Rebellion Is Inevitabellion (Yikes …)
October 21st, 2008 by steve.fanning
I was reading a story about kids and Halloween costumes in the paper yesterday and it made me think of the warnings i used to get as a kid growing up. The article focused on some busybody from the Tri-Cities area who was soapboxing away about inappropriate garbes for trick or treaters and partygoers. She went on about how costumes focusing on or even satirizing the sex trade are detrimental to the minds of the young and could land them in a heap of trouble with the wrong crowd, or even worse, law enforcement.
So you mean i shouldn’t allow my 14 year old daughter to dress up like a hooker for Halloween? Really?
Well, duh.
Any parent worth his weight in bite-sized Wunderbars should know that allowing his offspring to leave the house looking like something one picks up off the streetcorner is a less-than-advisable idea. If you ever meet a parent who is not fully aware of this, contact social services immediately.
The tone of the article reminded me of a conversation i heard in the mid-90s on talk radio in Vancouver regarding obscene lyrics in modern music. A woman from one of those won’t-somebody-think-of-the-children organizations was on lambasting the music industry for corrupting youth and robbing them of their innocemce, not realizing what huge buckets of gasoline she was chucking onto the inferno.
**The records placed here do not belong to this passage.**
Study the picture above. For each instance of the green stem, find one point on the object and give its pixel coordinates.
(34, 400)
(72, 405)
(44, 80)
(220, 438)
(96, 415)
Hearing a poorly-orated argument against something about which i’m on the fence will usually draw me further towards the opposite opinion, regardless of the facts. Dictatorial positions voiced in terms of absolutes instead of moderate criticism and sympathetic yet opposing arguments tend to sound foolish and unrealistic.
Had my parents instituted a zero-tolerance policy about attire and discography, i would’ve done whatever i could have to defy them and wear that shirt or buy that album. Instead, i showed up in their kitchen one Friday night, dressed to shock, clutching the latest CD by Cannibal Corpse, expecting a reaction (and secretly wanting one), only to get a roll of the eyes and a comment about how ridiculous i looked. I wasn’t the rebel i was hoping to be - i was embarassing myself with my transparent need for attention. I went upstairs, changed my shirt, and put the CD in the closet. I think it’s still where i left it.
The louder you scream about how wrong something is, the harder a young, inquisitive mind will try to find the right in it. After all, if it’s so wrong, why doth thou protest so much? So when Junior comes downstairs on October 31st dressed like Sir Smacks A Lot, don’t give him the satisfaction of knowing it breaks your heart. Tell him he looks like a knob and that no girl his age would have him if he left the house looking like that. If he still wants to wear it, lock him in the basement for the night - there’s always next year.